The Aluminé fold and thrust belt between 38°30′ and 40°30′S is the result of two periods of progression of deformation toward the foreland. The chronology of deformation and its relationship with magmatism through time show spatially and temporally separated magmatic events closely linked to distinct deformational stages. Data presented here confirms a Late Cretaceous mountain-building phase that coexisted in space and time with an eastward arc-migration. During this stage, a belt of deformation expanded through the foreland where it produced the Southern Neuquen Precordillera. This eastern independent mountain grew separately from the main Andean axis through a combination of inversion of the old rift systems and interaction with a pre-Andean belt which acted as a foreland obstacle. On the basis of tectonostratigraphic controls we define the last Andean contractional phase between the Late Miocene and the Pliocene.
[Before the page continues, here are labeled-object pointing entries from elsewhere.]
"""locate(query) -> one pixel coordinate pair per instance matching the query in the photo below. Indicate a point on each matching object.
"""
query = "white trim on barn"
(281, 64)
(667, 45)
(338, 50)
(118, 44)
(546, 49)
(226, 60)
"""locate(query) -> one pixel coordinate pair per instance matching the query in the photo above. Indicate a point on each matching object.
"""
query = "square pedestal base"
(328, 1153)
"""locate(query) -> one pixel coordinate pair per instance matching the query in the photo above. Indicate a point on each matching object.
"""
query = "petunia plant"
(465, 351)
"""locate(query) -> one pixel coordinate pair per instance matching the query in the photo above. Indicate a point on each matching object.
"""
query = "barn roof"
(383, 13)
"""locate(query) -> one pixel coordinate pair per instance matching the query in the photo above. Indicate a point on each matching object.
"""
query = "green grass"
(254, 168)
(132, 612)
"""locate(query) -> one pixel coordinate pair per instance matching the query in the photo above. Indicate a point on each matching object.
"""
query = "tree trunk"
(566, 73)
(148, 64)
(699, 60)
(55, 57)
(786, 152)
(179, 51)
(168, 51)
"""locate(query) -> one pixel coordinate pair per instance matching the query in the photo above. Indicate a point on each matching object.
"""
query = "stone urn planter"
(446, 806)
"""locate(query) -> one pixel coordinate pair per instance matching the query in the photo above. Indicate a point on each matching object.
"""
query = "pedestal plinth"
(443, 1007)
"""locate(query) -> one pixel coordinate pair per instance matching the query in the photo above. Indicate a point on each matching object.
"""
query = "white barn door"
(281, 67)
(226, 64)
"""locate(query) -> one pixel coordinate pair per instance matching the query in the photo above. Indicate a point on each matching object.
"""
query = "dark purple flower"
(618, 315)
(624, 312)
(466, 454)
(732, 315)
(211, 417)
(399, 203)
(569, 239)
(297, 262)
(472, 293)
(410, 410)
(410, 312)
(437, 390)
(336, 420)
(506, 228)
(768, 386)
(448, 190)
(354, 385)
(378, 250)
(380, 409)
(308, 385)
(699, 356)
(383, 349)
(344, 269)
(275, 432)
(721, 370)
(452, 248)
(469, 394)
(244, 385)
This event induced the reactivation of both sectors of the fold and thrust belt with minor propagation toward the foreland, leading to the uplift of the Patagonian Andes and reshaping the Southern Neuquén Precordillera. Both intervals of shortening are separated by a period of localized extension that resulted in the development of the Collón Cura basin within this Andean segment. Here, large thicknesses of volcanosedimentary sequences accumulated contemporaneously with the extensional activity between the earliest Oligocene and the Early Miocene.